Les revenus du président français créent la polémique. En préconisant une hausse de 172 % de la rémunération de son locataire, l’Elysée affirmait vouloir aligner le salaire de Nicolas Sarkozy sur celui des autres chefs d’Etat et de gouvernement.
Voyage au coeur des feuilles de paie des grands dirigeants du monde…
Le salaire du Président de la République dépassera celui du Premier ministre, à compter du 1er janvier 2008, pour atteindre 19 331 € nets mensuels. Une augmentation qui s’accompagne du triplement du budget de l’Elysée à plus de 100 millions d’euros par an. Appartements privés de 260 m2 à l’Elysée, mobilier national à disposition pour la déco, cuisinier à son service, résidence d’été, le chef de l’Etat utilise rarement sa carte bancaire.
Superpuissance égale super salaire ? Pas vraiment. Le régime américain a beau être hyper présidentiel, George W. Bush, qui cumule les fonctions de chef d’Etat et de gouvernement, reçoit 400 000 $ par an, soit environ 23 000 € par mois. Une rémunération comparable à celle des grands pays européens pour l’homme le plus puissant du monde.
A la tête du plus grand pays d’Europe occidentale, la chancelière allemande touche 23 000 € par mois dont 16 000 en tant que chef du gouvernement, auxquels s’ajoutent son traitement de député et ses indemnités de représentation. Si elle est plutôt bien payée, la femme la plus influente du monde, selon le magazine Forbes, n’est pas logée par le contribuable allemand : elle paie le loyer de son appartement près du Parlement.
Le chef du Kremlin a doublé son salaire en 2004 et empoche aujourd’hui 4 500 € mensuels. Cependant, l’Etat fédéral russe prend en charge les frais liés à la vie quotidienne de Vladimir Poutine et de sa famille. Et le budget de l’administration présidentielle atteignait 160 millions d’euros en 2006… c’est 7 fois plus que celui du gouvernement !

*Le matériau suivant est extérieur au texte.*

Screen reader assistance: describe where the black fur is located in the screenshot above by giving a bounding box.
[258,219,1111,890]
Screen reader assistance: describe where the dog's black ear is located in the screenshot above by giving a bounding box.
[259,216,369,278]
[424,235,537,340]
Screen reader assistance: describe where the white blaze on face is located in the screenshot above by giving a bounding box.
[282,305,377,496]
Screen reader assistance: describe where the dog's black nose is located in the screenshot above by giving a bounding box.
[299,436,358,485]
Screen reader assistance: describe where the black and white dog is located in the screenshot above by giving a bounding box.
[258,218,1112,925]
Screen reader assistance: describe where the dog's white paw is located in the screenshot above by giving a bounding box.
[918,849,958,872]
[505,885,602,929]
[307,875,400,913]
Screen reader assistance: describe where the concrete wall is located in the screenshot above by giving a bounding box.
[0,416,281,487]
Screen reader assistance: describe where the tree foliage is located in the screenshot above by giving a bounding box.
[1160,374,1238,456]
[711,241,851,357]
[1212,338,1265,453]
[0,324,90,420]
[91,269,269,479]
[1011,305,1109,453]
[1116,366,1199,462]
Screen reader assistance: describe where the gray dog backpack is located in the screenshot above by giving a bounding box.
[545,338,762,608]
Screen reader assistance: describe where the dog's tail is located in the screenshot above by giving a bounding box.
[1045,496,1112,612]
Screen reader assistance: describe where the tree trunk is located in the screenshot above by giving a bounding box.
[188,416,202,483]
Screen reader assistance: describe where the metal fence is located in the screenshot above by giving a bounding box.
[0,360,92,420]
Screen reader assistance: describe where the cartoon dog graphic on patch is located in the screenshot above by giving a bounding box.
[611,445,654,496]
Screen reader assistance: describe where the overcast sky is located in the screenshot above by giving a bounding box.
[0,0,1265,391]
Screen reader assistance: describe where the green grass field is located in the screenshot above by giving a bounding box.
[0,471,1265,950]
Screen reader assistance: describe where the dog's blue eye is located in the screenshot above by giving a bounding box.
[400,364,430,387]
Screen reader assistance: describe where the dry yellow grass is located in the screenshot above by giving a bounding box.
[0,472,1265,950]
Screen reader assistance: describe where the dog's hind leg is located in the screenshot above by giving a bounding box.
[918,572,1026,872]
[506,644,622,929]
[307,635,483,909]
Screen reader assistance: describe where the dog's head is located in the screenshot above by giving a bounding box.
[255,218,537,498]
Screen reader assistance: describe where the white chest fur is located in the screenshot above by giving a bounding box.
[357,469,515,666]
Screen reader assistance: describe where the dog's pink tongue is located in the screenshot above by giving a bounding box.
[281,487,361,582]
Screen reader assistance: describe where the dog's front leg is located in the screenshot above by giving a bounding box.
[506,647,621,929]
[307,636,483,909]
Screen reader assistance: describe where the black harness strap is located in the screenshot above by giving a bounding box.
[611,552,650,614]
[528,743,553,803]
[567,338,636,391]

Le Premier ministre espagnol n’est pas très bien loti. Malgré 3 % d’augmentation cette année, le salaire de José Luis Zapatero plafonne à 7 600 € par mois. Ce qui en fait le dirigeant d’Europe occidentale le moins bien payé. Le contribuable espagnol est bien plus généreux avec la famille royale, qui reçoit chaque année une dotation de 8,6 millions d’euros.
La Reine d'Angleterre, la souveraine la plus riche d’Europe, perçoit chaque année une dotation publique de 11,2 millions d’euros pour ses dépenses quotidiennes, ses frais de représentation et l’entretien des palais royaux. Un montant voté en 2001, pour dix ans, par le Parlement britannique. Quant au Premier ministre, Gordon Brown, il reçoit 22 000 € par mois en cumulant ses indemnités de chef de gouvernement et son salaire de député.
La présidente finlandaise,
Tarja Halonen, bénéficie d’un revenu mensuel de 10 500 €, fixé par le Parlement, plus 171 000 € par an pour ses frais de représentation. En revanche, lors d’une soirée sans dîner officiel, la présidente devra sortir son chéquier personnel pour se nourrir. Dans les pays scandinaves, on ne badine pas avec les finances publiques.
35 000 € par mois, c’est le montant du salaire versé à Mohammed VI par ses sujets. Nombre de dépenses du roi du Maroc sont aussi prises en charge par l’Etat : du personnel du palais royal (plus d’un millier de salariés) aux pensions versées à sa famille en passant par la nourriture de ses chevaux et jusqu’à la générosité du monarque, qui entre dans la case « subventions » du budget marocain. Le budget global de la monarchie dépasserait les 200 millions d’euros.
Difficile d’évaluer le patrimoine du Lider Maximo. Selon le magazine Forbes, il était en 2006 à la tête d’une fortune estimée à plus de 600 millions d’euros. Contrarié de voir son nom au palmarès des dirigeants les plus riches de la planète, Fidel Castro avait répliqué en précisant que sa fortune personnelle était égale à zéro et que son salaire ne dépassait pas 30 € par mois.
Point de salaire au sultanat de Brunei, mais le dirigeant le plus riche du monde profite personnellement des richesses naturelles du pays, essentiellement pétrolières. Haji Hassanal Bolkiah, qui dirige depuis 40 ans ce minuscule Etat sur l’île de Bornéo, serait assis, selon Forbes, sur une fortune de 15 milliards d’euros.